My main concern is that Poa annua or annual bluegrass will colonize the voids and set in motion the endless cycle of grass then no grass when it checks out during the first sign of summer stress.

Poking holes will allow for better water penetration into the soil profile.

Ideally, we would treat hydrophobic areas chemically with wetting agents. In perfect times we would have done both.

The near record levels of rain led to short plant roots this summer. Couple that with the extra cart traffic we witnessed not to mention running heavy mowers over wet fairway turf created compacted soils which magnified our problem areas about the course.  Only our worse fairways were “spiked” in there entirety.

Manning the aerifier alone brought back memories of the 8 six hour days we would spend aerifying fairways with one unit. It would take us two weeks to completely get through the course and we always prayed for mother natures cooperation.


Friday, August 20, 2010

First signs of Fall

You might see leaves on a tree under stress beginning to change color or you may have noticed small birds foraging for seeds on crabgrass seed stalks but for me a sure sign of fall is our annual crew picnic held each year as a thank you send off for our departing college students.

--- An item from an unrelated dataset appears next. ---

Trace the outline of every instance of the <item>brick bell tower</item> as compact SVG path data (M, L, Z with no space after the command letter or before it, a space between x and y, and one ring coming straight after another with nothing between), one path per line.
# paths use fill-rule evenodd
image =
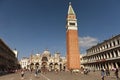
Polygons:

I bring this to your attention as we will be modifying our maintenance schedules to compensate for the loss of manpower. The frequency in which tasks are completed will be reduced with some jobs shifted to other parts of the week and we will simply eliminate some altogether until the return of the next season. Always bitter sweet.


*#@&&!!! CRABGRASS!

Crabgrass: “Mother Nature, What a bountiful crop you've produced this year!” The summer annual Digitaria sanguinalis or Crabgrass seems to have taken over the world this year when compared to previous years and our two golf courses offered no resistance to this yearly pest invasion.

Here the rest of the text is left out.